С тех пор минуло полтора года. Теперь Щербатов прибыл узнать, не разочаровала ли его товарища народная власть, выстраиваемая под руководством большевиков.
Князев вошел, сел напротив. С их последней встречи он будто бы состарился лет на пять. Ему ведь и тридцати еще нет, вспомнил Щербатов. А выглядит потрепанным жизнью.
– Ну здравствуй, раз уж приехал, – сказал Князев.
– Здравствуй, Федор. Как тебе служится под началом комиссаров?
– У нас нету больше комиссара, – ответил Князев и бросил отчего-то быстрый взгляд на каминную решетку.
Щербатов понял, что уместно будет воздержаться от оценок этого факта.
Князев тяжело облокотился о стол:
– Рассказывай, с чем пожаловал.
С этим человеком не стоило тратить время на светские беседы и лирические отступления.
– Зову тебя присоединиться к Белой армии, Федор. Тут недалеко Псковский наш корпус. Завтра поднимитесь – через три дня уже погоны нашивать станете. Тебя произведем в полковники. Кто тут у тебя командует – всем офицерские чины согласно полковому расписанию, жалованье соответствующее. Во внутренние дела твои вмешиваться никто не станет, управляй своими людьми как сам знаешь. Никаких комиссаров, будешь и царь, и бог. Со снабжением у нас здесь пока перебои, но сейчас поставки от англичан налаживаются, так что голыми-босыми не останетесь. Что сами станем получать, то и с вами разделим по-братски.
– Полковник Князев. Звучит гордо! – краском усмехнулся. Встал и размашисто зашагал по комнате, сложив руки за спиной. – Дельный ты человек, Андрей. По существу изложил, без трескотни. Без стенаний про крестный путь России и всей этой кудреватой чепухи. И все ж таки. Как станем сражаться, то решим, не впервой. Ты другое скажи мне. За что зовешь сражаться? За восстановление старого порядка?
– В первую голову – против большевиков, – Щербатов пытался подобрать верные слова. – За новый порядок.
План действий Щербатов обдумывал все последние месяцы, и среди офицерства Добровольческой армии этот план пользовался некоторым успехом. Но краткое, емкое определение – Новый порядок – пришло только сейчас. Досадно будет теперь, если доведется принять смерть, так и не поделившись им с единомышленниками!
– Новый порядок, – повторил Князев раздумчиво.
– Теперь, посреди войны и разрухи, многие тоскуют по старому порядку и забывают, что он рухнул под собственной тяжестью. Большевики могут победить именно потому, что предлагают нечто новое. Мы должны их опередить.
– Но как же политика непредрешения народной воли? – Князев процедил последние слова сквозь зубы, словно издеваясь.
– Она ошибочна, и многие уже осознали это. Мы не победим большевиков без незамедлительного решения аграрного и национального вопросов. Нужно уже сейчас закладывать основы той государственности, во имя которой мы будем побеждать.
– Диктатура?
– Да, если называть вещи их именами. Народ, выбравший пустобрехов напополам с откровенными мерзавцами, продемонстрировал неспособность определять свою судьбу.
– Вот оно как, – Князев достал и не спеша раскурил трубку. Щербатов выждал. – Позволь полюбопытствовать, кто ж таков есть, что способен определять за народ его судьбу?
– Люди решительные, радеющие об общем благе и имеющие волю к переменам.
– Так это же, – Князев усмехнулся, – большевики.

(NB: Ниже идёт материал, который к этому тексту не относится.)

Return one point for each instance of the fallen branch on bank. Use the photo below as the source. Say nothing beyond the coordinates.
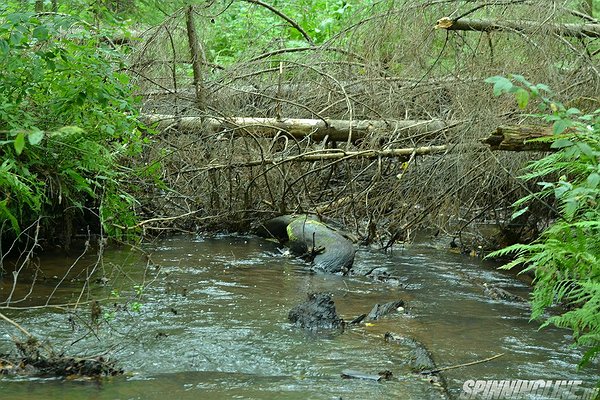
(485, 25)
(38, 358)
(332, 155)
(316, 129)
(518, 138)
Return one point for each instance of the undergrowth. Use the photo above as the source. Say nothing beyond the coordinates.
(66, 120)
(566, 258)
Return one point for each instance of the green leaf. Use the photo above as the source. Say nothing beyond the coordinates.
(517, 214)
(40, 32)
(561, 125)
(501, 84)
(561, 143)
(522, 97)
(586, 149)
(593, 180)
(19, 143)
(4, 48)
(35, 137)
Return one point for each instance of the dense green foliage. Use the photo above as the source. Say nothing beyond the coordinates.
(66, 117)
(566, 258)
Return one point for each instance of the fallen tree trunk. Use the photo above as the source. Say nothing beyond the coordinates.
(317, 129)
(332, 155)
(518, 138)
(485, 25)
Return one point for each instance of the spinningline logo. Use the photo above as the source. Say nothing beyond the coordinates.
(527, 389)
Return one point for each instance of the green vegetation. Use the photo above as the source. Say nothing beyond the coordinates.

– В основе политической программы большевиков – химера народовластия. Народовластие же они подменяют собственной диктатурой, и чем далее, тем более это становится очевидно всем. Однако политическая воля у них есть, тут их не упрекнешь. Этому нам стоит, переступив через гордыню, поучиться у них. Как сказал их вождь, известный под кличкой Ленин – “вчера было рано, завтра будет поздно”, и они не упустили момент, когда могли взять власть. Но чего у них нет до сих пор, так это по-настоящему сильной армии. Что такое РККА, ты знаешь лучше меня; хотя она становится многочисленнее с каждым днем, пока еще у нас есть преимущество в кадрах и дисциплине. Но завтра может быть поздно. И одного только военного превосходства мало. Надо обещать независимость национальным окраинам, чтоб заручиться их поддержкой. Надо создать простую и понятную земельную программу, которая позволит нам опереться на лучших людей среди крестьянства – тех, кто больше всех ненавидит большевиков с их стремлением уравнять всех. В этом нам могут помочь наиболее толковые из эсеров – с ними, несмотря на всю их склонность к демагогии и интригам, ни в коем случае нельзя размежевываться. Но главное – сплотить все армии, выступающие против большевиков, под единым руководством и единой программой.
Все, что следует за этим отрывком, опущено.